Okay, l’ho fatta lunga. La faccio altra. Non meno concreta, forse più breve, sicuramente meno immediata. Siamo l’unica specie vivente che, da quando la vita esiste su questa Terra – l’unica vivibile, almeno per quanto ci è dato conoscere – riesca a pensare e volere la propria morte. In altre parole (altre ancora), l’uomo è l’unico animale capace di concepire, meditare, e commettere suicidio; e cioè, letteralmente (ed etimologicamente), di fare strage di sé. Ecco, forse, perché risponderei «sul muso del cane di un passante», o «sul pelo del mio gatto», o ancora «sul baffo sfuggente di uno scoiattolo al parco a due fiati dalla noce che agito piano sul palmo della mano». Non che sia una domanda, quella che apre questa riflessione, che ci si pone gli uni gli altri, pur se tra esseri umani (e però pure i soli «i mortali» tra tutti i moribili), così spesso. Ma ho avuto comunque occasione di essere testimone di risposte diverse: a un concerto; in macchina a cantare con le amiche; a fare progetti; a fare traslochi; nelle canzoni; nelle parole; nelle relazioni. E allora (mi) chiedo: e nelle restanti miliardi di sistoli fuori da lì?

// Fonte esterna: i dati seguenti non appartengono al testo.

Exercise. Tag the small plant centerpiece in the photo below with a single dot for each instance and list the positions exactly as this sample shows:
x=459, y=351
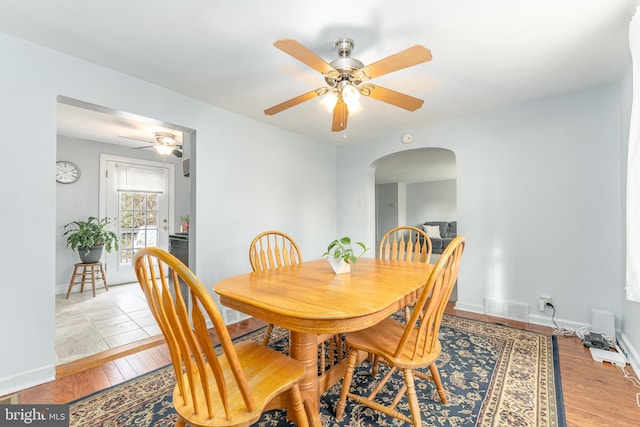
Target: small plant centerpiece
x=341, y=255
x=90, y=237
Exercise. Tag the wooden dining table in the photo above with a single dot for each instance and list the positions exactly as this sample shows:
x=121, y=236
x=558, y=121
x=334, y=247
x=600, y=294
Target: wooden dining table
x=309, y=300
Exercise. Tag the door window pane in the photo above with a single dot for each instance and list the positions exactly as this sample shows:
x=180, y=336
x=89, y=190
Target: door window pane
x=138, y=223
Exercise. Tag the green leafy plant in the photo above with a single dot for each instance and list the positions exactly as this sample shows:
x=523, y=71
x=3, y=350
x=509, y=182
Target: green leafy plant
x=92, y=232
x=341, y=248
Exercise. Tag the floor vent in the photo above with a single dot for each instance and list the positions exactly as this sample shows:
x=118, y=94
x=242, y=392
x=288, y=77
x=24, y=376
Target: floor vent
x=506, y=309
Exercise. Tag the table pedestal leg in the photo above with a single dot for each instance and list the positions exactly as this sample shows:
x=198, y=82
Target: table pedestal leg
x=304, y=347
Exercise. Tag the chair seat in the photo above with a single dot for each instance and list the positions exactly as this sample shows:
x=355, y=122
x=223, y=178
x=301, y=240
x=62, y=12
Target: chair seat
x=256, y=360
x=382, y=340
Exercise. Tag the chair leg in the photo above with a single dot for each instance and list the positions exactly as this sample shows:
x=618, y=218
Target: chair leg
x=298, y=406
x=436, y=379
x=267, y=335
x=346, y=384
x=412, y=397
x=181, y=422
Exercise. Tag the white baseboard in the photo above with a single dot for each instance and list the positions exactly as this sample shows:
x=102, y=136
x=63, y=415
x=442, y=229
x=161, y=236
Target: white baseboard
x=539, y=319
x=473, y=308
x=27, y=379
x=632, y=354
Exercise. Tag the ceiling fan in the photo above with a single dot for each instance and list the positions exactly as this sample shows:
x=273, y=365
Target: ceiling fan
x=165, y=143
x=347, y=79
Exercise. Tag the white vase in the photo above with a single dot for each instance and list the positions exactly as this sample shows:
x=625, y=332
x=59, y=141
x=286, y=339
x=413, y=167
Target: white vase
x=339, y=265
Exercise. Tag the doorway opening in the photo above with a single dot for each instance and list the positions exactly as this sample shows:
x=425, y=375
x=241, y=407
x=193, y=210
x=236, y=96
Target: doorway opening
x=89, y=135
x=415, y=187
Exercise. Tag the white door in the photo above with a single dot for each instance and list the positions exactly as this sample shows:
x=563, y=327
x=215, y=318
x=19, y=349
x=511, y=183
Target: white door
x=137, y=197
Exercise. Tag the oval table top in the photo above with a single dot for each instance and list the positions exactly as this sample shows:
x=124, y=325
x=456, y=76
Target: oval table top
x=309, y=297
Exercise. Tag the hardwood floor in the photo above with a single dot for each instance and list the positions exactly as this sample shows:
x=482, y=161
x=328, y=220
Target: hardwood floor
x=594, y=394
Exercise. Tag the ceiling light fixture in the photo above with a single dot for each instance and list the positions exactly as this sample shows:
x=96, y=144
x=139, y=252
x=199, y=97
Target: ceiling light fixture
x=349, y=93
x=163, y=149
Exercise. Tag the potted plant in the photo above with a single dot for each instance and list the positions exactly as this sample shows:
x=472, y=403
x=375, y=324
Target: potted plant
x=90, y=237
x=341, y=255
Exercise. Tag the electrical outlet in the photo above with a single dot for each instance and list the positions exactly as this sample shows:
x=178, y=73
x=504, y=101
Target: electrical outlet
x=544, y=299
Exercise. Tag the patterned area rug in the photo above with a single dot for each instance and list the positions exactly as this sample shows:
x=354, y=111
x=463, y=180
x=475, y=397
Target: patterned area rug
x=494, y=376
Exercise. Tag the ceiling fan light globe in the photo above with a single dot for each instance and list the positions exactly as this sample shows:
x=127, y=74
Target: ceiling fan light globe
x=165, y=150
x=354, y=106
x=329, y=101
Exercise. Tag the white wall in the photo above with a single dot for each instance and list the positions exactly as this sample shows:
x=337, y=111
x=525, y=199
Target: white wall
x=630, y=310
x=538, y=190
x=81, y=199
x=248, y=177
x=431, y=201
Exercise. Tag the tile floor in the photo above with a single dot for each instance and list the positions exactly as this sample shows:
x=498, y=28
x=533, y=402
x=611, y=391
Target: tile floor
x=87, y=325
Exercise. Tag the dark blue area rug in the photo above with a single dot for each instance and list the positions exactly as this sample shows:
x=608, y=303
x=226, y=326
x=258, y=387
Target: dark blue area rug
x=494, y=375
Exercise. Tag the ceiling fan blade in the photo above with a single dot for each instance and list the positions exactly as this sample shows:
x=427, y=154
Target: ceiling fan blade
x=136, y=139
x=304, y=55
x=407, y=58
x=391, y=97
x=295, y=101
x=340, y=116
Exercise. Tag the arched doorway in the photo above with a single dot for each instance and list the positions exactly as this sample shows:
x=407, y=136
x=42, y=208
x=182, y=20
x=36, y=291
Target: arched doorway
x=414, y=187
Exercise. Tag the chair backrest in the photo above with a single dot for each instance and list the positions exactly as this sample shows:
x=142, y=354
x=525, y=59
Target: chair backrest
x=421, y=333
x=405, y=243
x=273, y=249
x=187, y=335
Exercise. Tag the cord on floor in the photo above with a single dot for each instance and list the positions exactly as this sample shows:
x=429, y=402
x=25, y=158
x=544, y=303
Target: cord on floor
x=565, y=330
x=635, y=383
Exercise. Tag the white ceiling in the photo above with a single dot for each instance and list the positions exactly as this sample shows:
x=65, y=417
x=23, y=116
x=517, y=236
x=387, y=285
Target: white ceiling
x=486, y=53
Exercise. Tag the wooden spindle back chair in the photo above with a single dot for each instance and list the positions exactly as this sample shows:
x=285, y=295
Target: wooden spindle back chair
x=273, y=249
x=405, y=243
x=409, y=346
x=229, y=389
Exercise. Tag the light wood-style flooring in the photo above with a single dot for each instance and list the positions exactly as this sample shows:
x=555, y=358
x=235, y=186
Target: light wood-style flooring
x=595, y=394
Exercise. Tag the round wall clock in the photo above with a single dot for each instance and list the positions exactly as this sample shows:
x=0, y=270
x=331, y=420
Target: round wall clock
x=67, y=172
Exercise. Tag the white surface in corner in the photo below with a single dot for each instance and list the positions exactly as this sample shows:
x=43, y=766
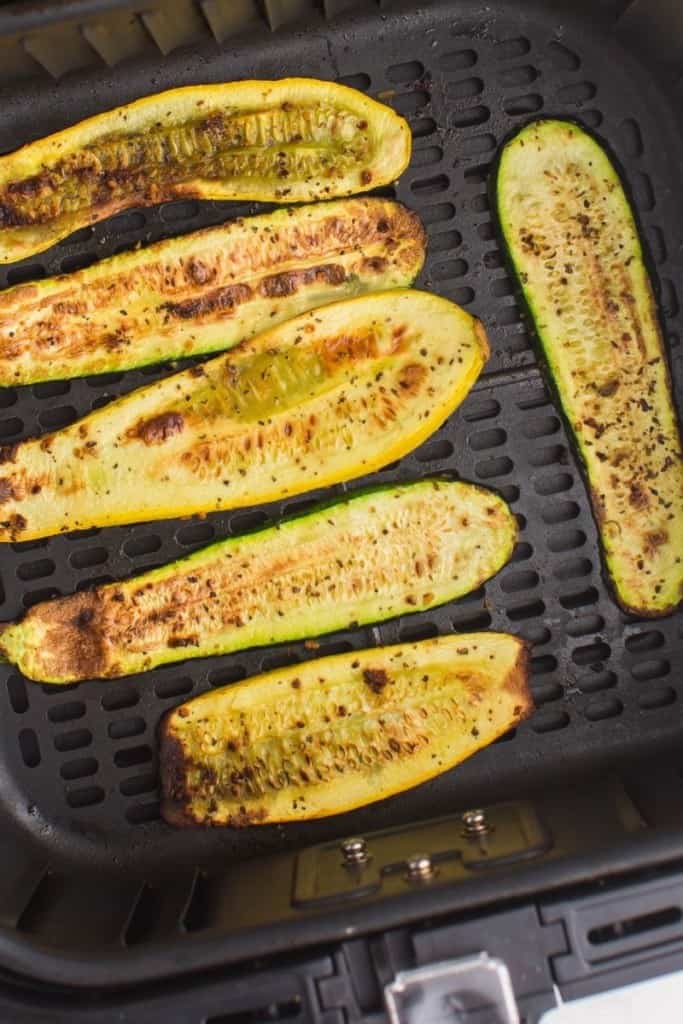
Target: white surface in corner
x=658, y=999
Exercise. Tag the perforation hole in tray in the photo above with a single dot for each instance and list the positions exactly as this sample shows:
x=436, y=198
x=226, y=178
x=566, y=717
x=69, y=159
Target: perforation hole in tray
x=74, y=739
x=508, y=49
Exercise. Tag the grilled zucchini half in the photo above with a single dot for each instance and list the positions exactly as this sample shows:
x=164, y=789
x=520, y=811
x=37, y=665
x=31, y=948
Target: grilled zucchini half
x=573, y=244
x=324, y=397
x=206, y=291
x=381, y=553
x=292, y=140
x=338, y=732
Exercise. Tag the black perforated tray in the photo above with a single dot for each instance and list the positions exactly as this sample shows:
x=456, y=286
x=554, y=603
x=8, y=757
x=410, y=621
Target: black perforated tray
x=79, y=763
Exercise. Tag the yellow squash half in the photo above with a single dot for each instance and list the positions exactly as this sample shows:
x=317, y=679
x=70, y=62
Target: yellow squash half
x=367, y=558
x=332, y=734
x=290, y=140
x=206, y=291
x=327, y=396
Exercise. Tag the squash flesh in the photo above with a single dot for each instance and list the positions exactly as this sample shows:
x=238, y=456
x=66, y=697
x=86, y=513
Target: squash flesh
x=376, y=555
x=574, y=246
x=332, y=734
x=290, y=140
x=206, y=291
x=327, y=396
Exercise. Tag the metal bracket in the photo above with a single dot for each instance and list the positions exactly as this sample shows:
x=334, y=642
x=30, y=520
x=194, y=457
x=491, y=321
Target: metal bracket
x=473, y=988
x=432, y=852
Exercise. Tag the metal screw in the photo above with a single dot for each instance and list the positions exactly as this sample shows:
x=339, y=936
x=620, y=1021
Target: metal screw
x=355, y=850
x=420, y=867
x=475, y=822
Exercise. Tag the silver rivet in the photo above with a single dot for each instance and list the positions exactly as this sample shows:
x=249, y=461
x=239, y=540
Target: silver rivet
x=355, y=850
x=420, y=867
x=475, y=822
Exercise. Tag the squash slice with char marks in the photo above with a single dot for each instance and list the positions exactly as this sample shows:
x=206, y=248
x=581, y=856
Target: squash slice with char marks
x=573, y=245
x=206, y=291
x=339, y=732
x=381, y=553
x=327, y=396
x=292, y=140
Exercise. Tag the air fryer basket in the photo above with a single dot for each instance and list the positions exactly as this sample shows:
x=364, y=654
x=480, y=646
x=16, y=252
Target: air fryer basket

«Va’ dove ti esplode il cuore», dice il ritornello di un brano a me recentemente caro (perché può diventare in breve molto caro anche ciò che non ci è antico); «ma resta nel tragitto», direbbe chi crede che dopo il botto non resti che nulla.
Tum tum.
Tum tum.
Tum tum.
Nel cuore, rispondo io, alle domande tutte. L’unico posto in cui so che crescono fiori a ogni bomba, se batte per.
– Federica Margherita Corpina
“Ecco, forse, perché risponderei «sul muso del cane di un passante», o «sul pelo del mio gatto», o ancora «sul baffo sfuggente di uno scoiattolo al parco a due fiati dalla noce che agito piano sul palmo della mano». Non che sia una domanda, quella che apre questa riflessione, che ci si pone gli uni gli altri, pur se tra esseri umani (e però pure i soli «i mortali» tra tutti i moribili), così spesso. Ma ho avuto comunque occasione di essere testimone di risposte diverse.”